Copying Linux distro from Thecus W4810 to the QNAP TS-563

File copy from the Surface Pro 3 to W4810

File copy from W4810 to the Surface Pro 3

Consistent with our experience with the W2810Pro, performance was certainly on par or better than the Linux based equivalent products.

The Blue Iris Test

One advantage of running Windows as your NAS operating system is the ability to install and run (almost) any of the windows based software out there. One particular piece of software I was interested in testing was Blue Iris. Blue Iris is an application capable of turning a windows machine into a powerful Network Video Recorder (NVR) compatible with most modern day IP based surveillance cameras. This is a great solution to help stress test the W4810 as the recommended hardware required for our test cameras are:

  • Intel core i7 with QuickSync
  • 8GB RAM
  • nVidia graphics
  • 64-bit Windows
  • 7200RPM HDDs or SSD

Knowing that the W4810 was significantly under spec’d for the number of 1080P cameras I have for testing, I decided so start slow and progressively ramp up the number of connected cameras to see how far we could push it. It wasn’t surprising that we couldn’t push it too far but does show some great potential in this space for a higher spec’d Windows Storage Server.

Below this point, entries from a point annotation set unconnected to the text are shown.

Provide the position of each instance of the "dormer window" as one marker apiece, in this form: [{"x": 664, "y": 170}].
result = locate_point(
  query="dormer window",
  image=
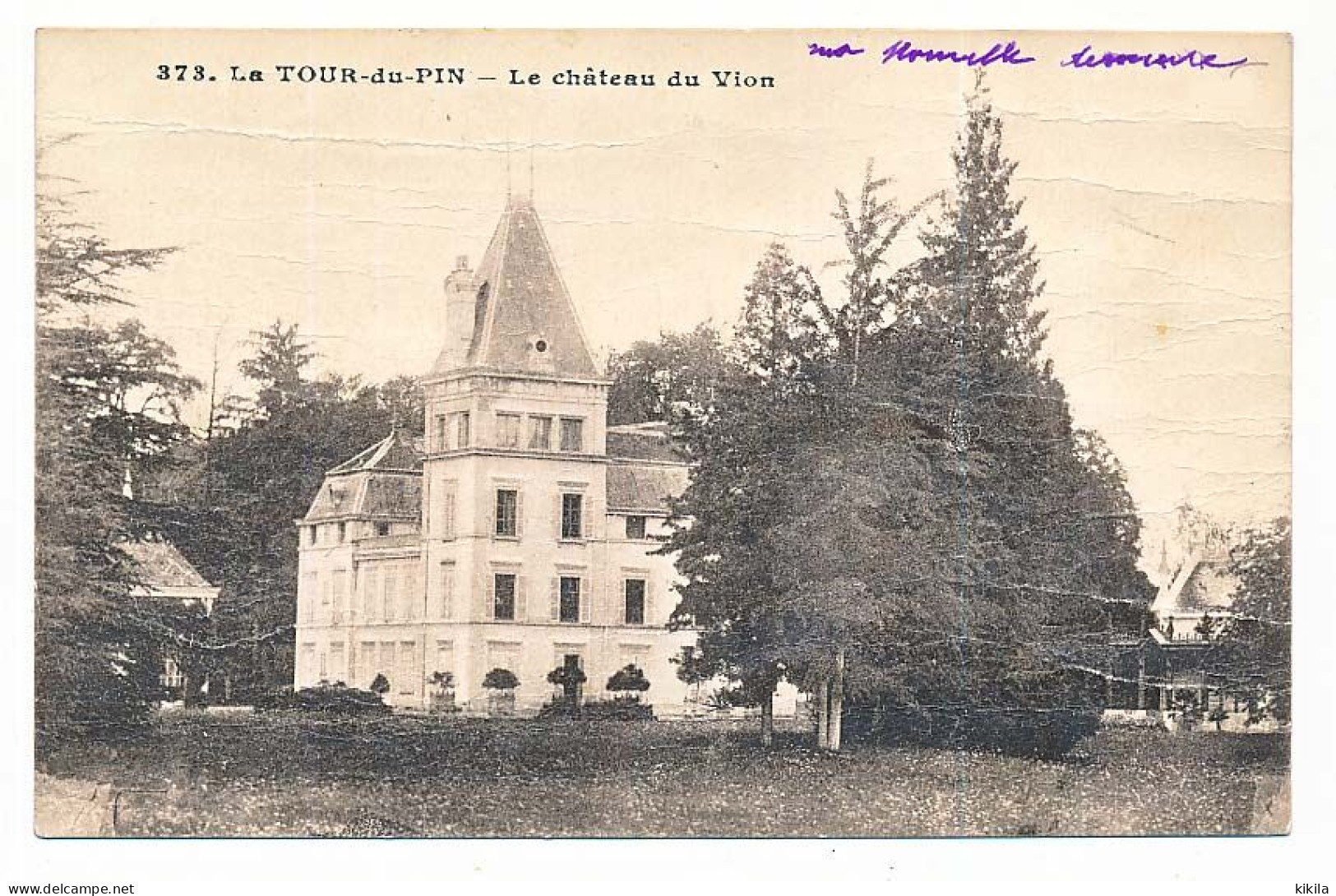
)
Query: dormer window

Blue Iris was configured for continous recording

Blue Iris started to show signs of struggling at 2 cameras

We essentially killed the Blue Iris application with 4 cameras

Final Thoughts

This was the 2nd WSS based NAS that I have reviewed and I am certainly liking them over their Linux counterparts. Not only does it enable many users to run some of their smaller windows based applications but the familiarity of using Windows, make managing the device a breeze.

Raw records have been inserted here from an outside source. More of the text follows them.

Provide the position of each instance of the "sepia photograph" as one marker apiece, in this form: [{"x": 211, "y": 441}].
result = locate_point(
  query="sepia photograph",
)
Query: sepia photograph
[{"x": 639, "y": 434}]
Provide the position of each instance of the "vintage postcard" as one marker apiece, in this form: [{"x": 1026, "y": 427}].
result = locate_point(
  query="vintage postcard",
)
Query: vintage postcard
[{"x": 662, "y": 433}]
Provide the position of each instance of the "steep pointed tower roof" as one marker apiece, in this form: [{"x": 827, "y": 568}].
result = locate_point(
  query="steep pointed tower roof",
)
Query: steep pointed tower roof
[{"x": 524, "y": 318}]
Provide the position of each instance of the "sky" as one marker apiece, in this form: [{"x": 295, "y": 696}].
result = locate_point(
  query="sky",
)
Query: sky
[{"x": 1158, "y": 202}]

The W4810 performed well in our tests and the only change I would have made to the configuration would have been the addition of more RAM. 4GB is fairly low by today’s standards.

That said, in a saturated NAS market, Thecus, in my opinion, have made the right move by differentiating themselves by including a series of Windows based NAS appliances in their arsenal of storage solutions. If Thecus could come up with a high end (and affordable) WSS NAS capable of running Blue Iris, they would simply blow away the other NAS competitors in the NVR space.